Here's a post from a vegan blogger criticizing a SoyJoy Bar (http://kblog.lunchboxbunch.com/2009/06/soy-joy-bars-butter-eggs-cheese-joy.html) --- she's so proud of her posts that she prevents me from linking to them here) has having too much saturated fat (3.5 grams, 6 grams of total fat) for one serving. Normally, I'd praise this insightful conclusion. Here's an excerpt:
However, a few weeks later, she's promoting Newman's Organic chocolate bars (http://kblog.lunchboxbunch.com/2009/07/newmans-signature-series-chocolate.html) , and the vegan version that "tastes so good" weighs in at, yup, 16 grams of saturated fat (28 grams of fat total, almost FIVE times that of the SoyJoy Bar) a single serving:
WFT? If you ask me, possible signs of "nutritional attention deficit disorder". Contrast 28 grams of fat (and 330 calories) in a single serving chocolate bar with the 14 to 20 grams of fat per day TOTAL recommended by Drs.
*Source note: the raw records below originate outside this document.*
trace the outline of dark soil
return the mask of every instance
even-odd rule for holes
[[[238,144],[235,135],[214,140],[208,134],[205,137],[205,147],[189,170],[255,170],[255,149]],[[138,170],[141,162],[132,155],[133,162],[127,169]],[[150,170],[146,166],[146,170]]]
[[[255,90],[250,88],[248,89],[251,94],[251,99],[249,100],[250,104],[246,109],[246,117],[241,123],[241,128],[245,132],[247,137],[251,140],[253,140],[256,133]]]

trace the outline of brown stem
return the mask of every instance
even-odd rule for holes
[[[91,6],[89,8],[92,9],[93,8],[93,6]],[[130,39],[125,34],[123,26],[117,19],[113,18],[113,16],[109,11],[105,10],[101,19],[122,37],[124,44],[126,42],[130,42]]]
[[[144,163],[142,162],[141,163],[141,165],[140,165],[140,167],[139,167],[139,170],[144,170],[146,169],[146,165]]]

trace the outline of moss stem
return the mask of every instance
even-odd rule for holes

Esselstyn and Ornish (the only people to successfully reverse heart disease, and Dr. Neals Barnard (has reversed diabetes through low-fat vegan diet). Here's 15 Reasons to Avoid Added Fat (and all referenced).
Guess a bigger more unhealthy high chocolate bar with really minimal nutritional value at all & a helluva lot of saturated fat (but it tastes good!!) from a company that's donated a lot of money to charities (but not enough to cover the health care costs of eating their products), is better than any tiny more nutritious one.
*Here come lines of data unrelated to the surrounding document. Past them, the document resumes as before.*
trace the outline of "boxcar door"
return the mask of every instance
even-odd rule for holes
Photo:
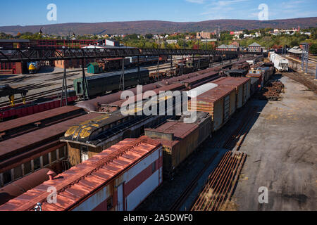
[[[82,162],[89,160],[88,157],[88,148],[87,146],[82,146],[80,150],[80,156]]]
[[[124,210],[124,199],[123,199],[123,184],[118,187],[118,211]]]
Personally, I find this kind of dietary casuistry upsetting, and further evidence that one should take anything this blogger writes about with a pillar of salt. She appears to play a bit fast'n'free with the term "health."
ADDENDUM: after posting the above, a friend pointed out that I cited a study awhile back about chocolate and its impact on cardiovascular health. There have been other studies about chocolate and blood vessel inflammation, I haven't spent much time on that issue. However, the dangers to the heart from saturated fat and the ability of a low-fat vegan diet to reverse (and in theory) prevent heart disease have involved a considerable amount more people (and age ranges) and twenty years of peer-reviewed research from two independent researchers.
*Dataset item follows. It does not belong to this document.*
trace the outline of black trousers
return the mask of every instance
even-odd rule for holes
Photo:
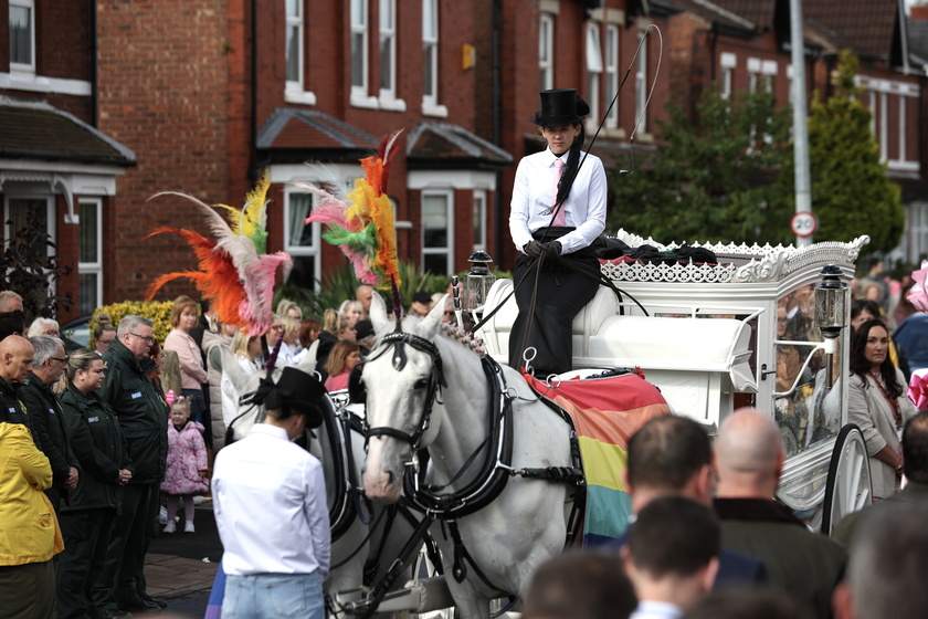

Furthermore, as I noted in the other post, the impact of added fat to the elasticity of your arteries has been measured many times, and I seriously doubt that the chocolate in the bar mentioned above would cancel out both the total fat and saturated fat issues. I consider a chocolate bar, as the ingredients described above, still essentially devoid of useful nutrition. A lot of sugar, cocoa, cocoa butter, and taste stuff. Hardly a whole food, just a sweet food-like product that feeds an addiction to sweets.